EU trekt invoerheffingen op Russische meststoffen fors op
Via een forse verhoging van de invoerheffingen wil de Europese Unie de komende jaren onze afhankelijkheid van meststoffen uit Rusland uitfaseren. Tegen 2028 moet het tarief zo hoog zijn dat de import helemaal wordt lamgelegd.

De handelscommissie van het Europees Parlement stemde op donderdag 15 mei in met een voorstel van de Europese Commissie om de heffingen op meststoffen uit Rusland en Wit-Rusland gevoelig op te trekken: van ongeveer 40 tot 45 euro per ton tot een onbetaalbaar tarief van 430 euro per ton tegen 2028.
Meer Russische meststoffen ingevoerd
Terwijl de globale handel met Rusland sinds de invasie in Oekraïne in 2022 in elkaar klapte, ging de Europese Unie steeds meer meststoffen uit Rusland invoeren. Meer dan een kwart van de import komt uit Rusland. Vorig jaar werd er liefst 6,17 miljoen ton ingeslagen voor een waarde van 2,12 miljard euro, het hoogste volume sinds de invasie.
Ademruimte voor Europese producenten
Het lamleggen van de import van Russische mest moet niet enkel de afhankelijkheid van Moskou indijken en een inkomstenbron voor de Russische oorlogskas raken.
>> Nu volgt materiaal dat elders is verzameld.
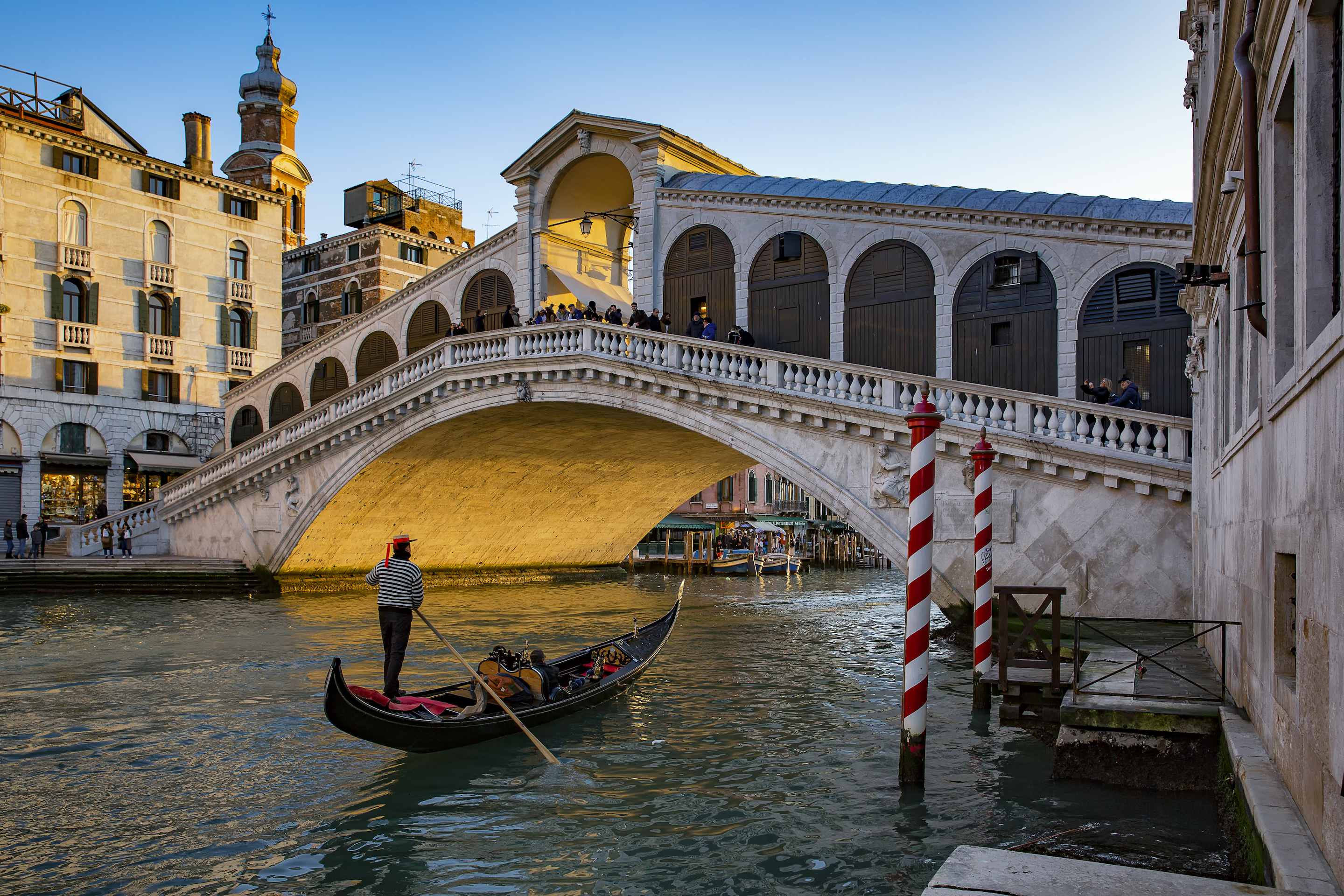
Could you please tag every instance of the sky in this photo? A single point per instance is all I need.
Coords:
(1062, 96)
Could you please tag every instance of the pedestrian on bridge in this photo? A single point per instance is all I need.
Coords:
(401, 590)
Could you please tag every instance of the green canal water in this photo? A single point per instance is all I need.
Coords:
(178, 746)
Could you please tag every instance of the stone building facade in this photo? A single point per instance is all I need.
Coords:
(136, 292)
(402, 231)
(1269, 382)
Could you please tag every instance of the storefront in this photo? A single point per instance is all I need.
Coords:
(73, 485)
(146, 472)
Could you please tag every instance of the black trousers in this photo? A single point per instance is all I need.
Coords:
(396, 625)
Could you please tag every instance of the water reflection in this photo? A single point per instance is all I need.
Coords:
(179, 745)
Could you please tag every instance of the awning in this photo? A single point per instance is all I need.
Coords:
(76, 460)
(155, 462)
(674, 522)
(590, 289)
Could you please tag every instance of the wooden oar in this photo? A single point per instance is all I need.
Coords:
(537, 743)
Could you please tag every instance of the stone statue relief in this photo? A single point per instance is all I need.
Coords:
(890, 480)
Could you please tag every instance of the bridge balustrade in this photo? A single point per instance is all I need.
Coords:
(1109, 430)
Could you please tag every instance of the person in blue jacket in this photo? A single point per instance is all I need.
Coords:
(1128, 395)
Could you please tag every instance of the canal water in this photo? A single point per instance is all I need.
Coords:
(178, 746)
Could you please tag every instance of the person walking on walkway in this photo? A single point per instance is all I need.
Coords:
(1128, 395)
(401, 589)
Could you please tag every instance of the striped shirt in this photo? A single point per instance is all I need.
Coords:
(399, 585)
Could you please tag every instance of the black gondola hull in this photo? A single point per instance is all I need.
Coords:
(399, 731)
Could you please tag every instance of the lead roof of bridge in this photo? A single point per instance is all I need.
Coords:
(1155, 211)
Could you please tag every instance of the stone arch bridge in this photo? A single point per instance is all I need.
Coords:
(562, 445)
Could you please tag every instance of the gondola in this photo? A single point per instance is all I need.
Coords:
(420, 728)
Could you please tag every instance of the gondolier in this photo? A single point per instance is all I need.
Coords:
(401, 590)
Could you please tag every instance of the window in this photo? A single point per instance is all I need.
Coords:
(74, 224)
(1007, 272)
(158, 309)
(237, 261)
(73, 440)
(74, 308)
(161, 244)
(161, 186)
(238, 329)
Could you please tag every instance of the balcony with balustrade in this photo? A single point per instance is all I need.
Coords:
(161, 348)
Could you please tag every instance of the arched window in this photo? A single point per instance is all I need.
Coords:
(1132, 324)
(377, 352)
(488, 293)
(240, 332)
(790, 299)
(246, 425)
(286, 402)
(74, 301)
(237, 261)
(74, 224)
(329, 379)
(161, 244)
(158, 316)
(889, 309)
(698, 279)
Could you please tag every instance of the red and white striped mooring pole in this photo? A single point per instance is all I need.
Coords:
(924, 422)
(983, 455)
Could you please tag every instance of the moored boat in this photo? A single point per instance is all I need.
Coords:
(427, 722)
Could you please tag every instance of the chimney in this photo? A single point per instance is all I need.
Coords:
(198, 143)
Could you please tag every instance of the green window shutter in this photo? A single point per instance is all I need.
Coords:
(58, 300)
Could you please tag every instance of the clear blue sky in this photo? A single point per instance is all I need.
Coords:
(1065, 96)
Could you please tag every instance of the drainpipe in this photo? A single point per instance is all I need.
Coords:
(1250, 171)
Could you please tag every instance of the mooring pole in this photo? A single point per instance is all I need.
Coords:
(924, 422)
(981, 624)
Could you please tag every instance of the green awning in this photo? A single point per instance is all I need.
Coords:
(674, 522)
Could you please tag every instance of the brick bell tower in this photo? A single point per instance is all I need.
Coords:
(266, 156)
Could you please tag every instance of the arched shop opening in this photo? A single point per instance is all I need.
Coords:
(790, 297)
(1132, 324)
(889, 309)
(1003, 327)
(698, 279)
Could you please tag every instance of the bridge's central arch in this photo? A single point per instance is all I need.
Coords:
(522, 485)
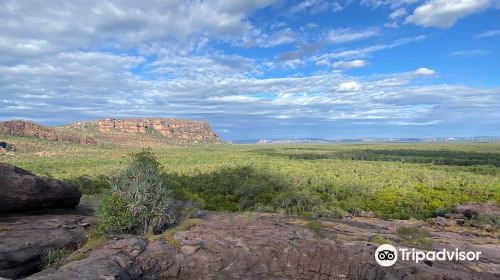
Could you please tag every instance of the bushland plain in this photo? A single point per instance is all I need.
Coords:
(395, 180)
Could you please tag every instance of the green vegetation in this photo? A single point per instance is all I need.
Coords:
(415, 237)
(54, 256)
(139, 199)
(317, 227)
(398, 181)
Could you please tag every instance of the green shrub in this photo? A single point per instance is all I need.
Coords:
(333, 213)
(114, 215)
(139, 200)
(54, 256)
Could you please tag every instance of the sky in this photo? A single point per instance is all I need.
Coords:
(258, 69)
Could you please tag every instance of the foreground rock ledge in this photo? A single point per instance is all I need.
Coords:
(236, 246)
(21, 190)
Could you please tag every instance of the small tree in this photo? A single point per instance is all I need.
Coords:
(145, 202)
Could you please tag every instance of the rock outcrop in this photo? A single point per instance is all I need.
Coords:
(30, 129)
(6, 146)
(21, 190)
(237, 246)
(25, 238)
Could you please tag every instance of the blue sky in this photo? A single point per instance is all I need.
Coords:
(258, 68)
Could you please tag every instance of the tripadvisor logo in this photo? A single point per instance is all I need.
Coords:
(388, 255)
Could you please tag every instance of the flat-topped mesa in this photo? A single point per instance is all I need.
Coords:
(173, 128)
(30, 129)
(148, 131)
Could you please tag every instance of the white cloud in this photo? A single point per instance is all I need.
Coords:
(394, 4)
(489, 33)
(424, 72)
(398, 13)
(349, 86)
(444, 13)
(316, 6)
(362, 52)
(350, 64)
(33, 27)
(470, 53)
(343, 35)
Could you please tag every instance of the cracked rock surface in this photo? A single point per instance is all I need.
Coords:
(239, 246)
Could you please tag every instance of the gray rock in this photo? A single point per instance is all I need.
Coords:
(23, 239)
(21, 190)
(232, 246)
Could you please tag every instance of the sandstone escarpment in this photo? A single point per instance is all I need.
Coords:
(153, 130)
(122, 132)
(30, 129)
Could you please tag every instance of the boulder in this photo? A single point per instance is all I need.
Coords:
(24, 238)
(21, 190)
(235, 246)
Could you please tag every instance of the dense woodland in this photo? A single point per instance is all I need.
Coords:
(393, 180)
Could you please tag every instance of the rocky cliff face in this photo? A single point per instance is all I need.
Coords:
(175, 130)
(30, 129)
(123, 132)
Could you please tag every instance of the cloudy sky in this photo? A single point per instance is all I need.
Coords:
(258, 68)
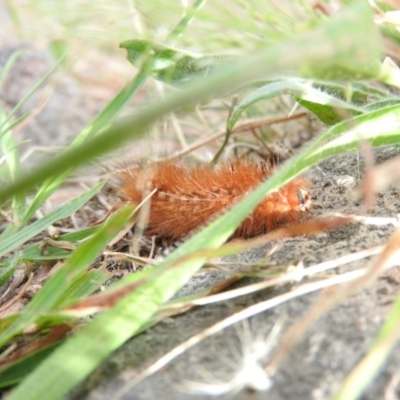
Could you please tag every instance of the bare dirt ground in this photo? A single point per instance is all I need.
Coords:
(328, 351)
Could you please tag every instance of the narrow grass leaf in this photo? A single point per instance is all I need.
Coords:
(49, 297)
(326, 107)
(34, 252)
(12, 162)
(355, 35)
(13, 241)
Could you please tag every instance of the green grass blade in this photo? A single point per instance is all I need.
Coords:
(103, 120)
(11, 242)
(65, 279)
(116, 326)
(13, 165)
(355, 35)
(326, 107)
(363, 374)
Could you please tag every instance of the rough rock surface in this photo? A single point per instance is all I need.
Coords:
(329, 350)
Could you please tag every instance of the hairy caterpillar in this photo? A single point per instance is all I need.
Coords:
(187, 197)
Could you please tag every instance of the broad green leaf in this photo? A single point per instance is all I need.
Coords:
(16, 239)
(19, 370)
(170, 65)
(100, 123)
(114, 327)
(355, 35)
(33, 253)
(326, 107)
(66, 278)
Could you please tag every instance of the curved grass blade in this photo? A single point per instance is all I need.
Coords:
(50, 296)
(326, 107)
(115, 326)
(355, 35)
(9, 243)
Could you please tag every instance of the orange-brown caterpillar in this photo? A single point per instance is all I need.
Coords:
(187, 197)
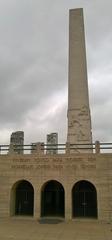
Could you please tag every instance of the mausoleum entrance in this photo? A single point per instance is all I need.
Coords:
(84, 200)
(24, 198)
(52, 199)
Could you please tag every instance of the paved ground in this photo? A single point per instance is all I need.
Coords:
(28, 229)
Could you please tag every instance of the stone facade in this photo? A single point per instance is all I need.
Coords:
(65, 169)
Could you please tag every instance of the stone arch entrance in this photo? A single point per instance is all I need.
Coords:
(23, 198)
(52, 199)
(84, 200)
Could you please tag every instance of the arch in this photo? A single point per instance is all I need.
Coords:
(52, 199)
(84, 200)
(22, 198)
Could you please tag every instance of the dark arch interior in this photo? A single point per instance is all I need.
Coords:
(24, 198)
(52, 199)
(84, 200)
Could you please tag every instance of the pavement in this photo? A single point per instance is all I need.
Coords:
(54, 229)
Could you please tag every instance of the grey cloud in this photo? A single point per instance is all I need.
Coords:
(34, 64)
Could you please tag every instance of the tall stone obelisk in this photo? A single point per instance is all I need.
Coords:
(79, 119)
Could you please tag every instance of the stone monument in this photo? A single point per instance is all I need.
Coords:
(79, 119)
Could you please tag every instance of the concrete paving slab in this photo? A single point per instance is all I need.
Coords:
(29, 229)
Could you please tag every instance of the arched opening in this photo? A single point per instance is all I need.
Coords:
(52, 199)
(24, 198)
(84, 200)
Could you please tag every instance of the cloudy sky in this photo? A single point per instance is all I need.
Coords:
(34, 67)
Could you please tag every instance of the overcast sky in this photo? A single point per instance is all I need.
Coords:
(34, 67)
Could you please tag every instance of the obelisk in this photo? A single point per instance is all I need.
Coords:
(79, 119)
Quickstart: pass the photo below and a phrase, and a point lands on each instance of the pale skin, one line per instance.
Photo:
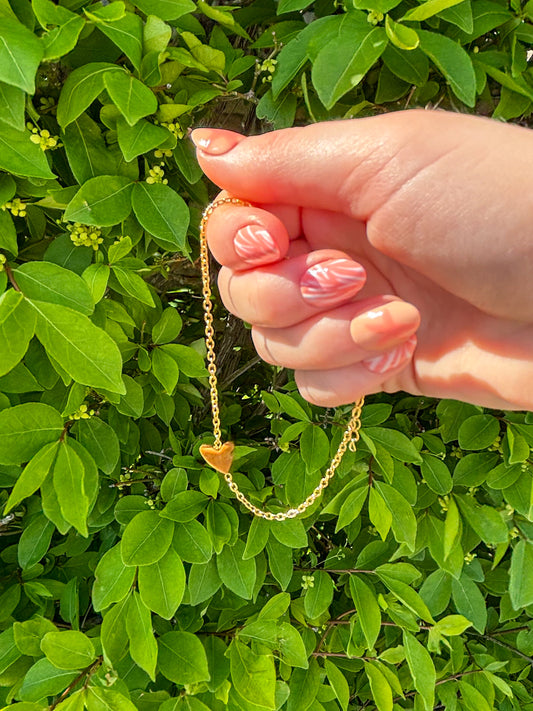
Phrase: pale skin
(435, 207)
Het moet ook ademruimte geven aan de Europese producenten, die kreunen onder de import van goedkope kunstmest. De Commissie wordt wel gevraagd om mogelijke prijsstijgingen op de markt in de gaten te houden.
Ook hoger tarief voor andere Russische landbouwproducten
Daarnaast viseren de Europarlementsleden de resterende landbouwproducten uit Rusland en Wit-Rusland die nog niet onder bijzondere heffingen vielen. Het gaat onder meer om suiker, azijn, bloem en veevoeder, alles samen goed voor 15% van de invoer van landbouwproducten uit Rusland. Voor die producten wordt het tarief nu opgetrokken tot 50%.
De plenaire vergadering van het Europees Parlement zal de tariefverhogingen later deze maand bekrachtigen. Nadien moeten de parlementsleden nog een akkoord bereiken met de lidstaten.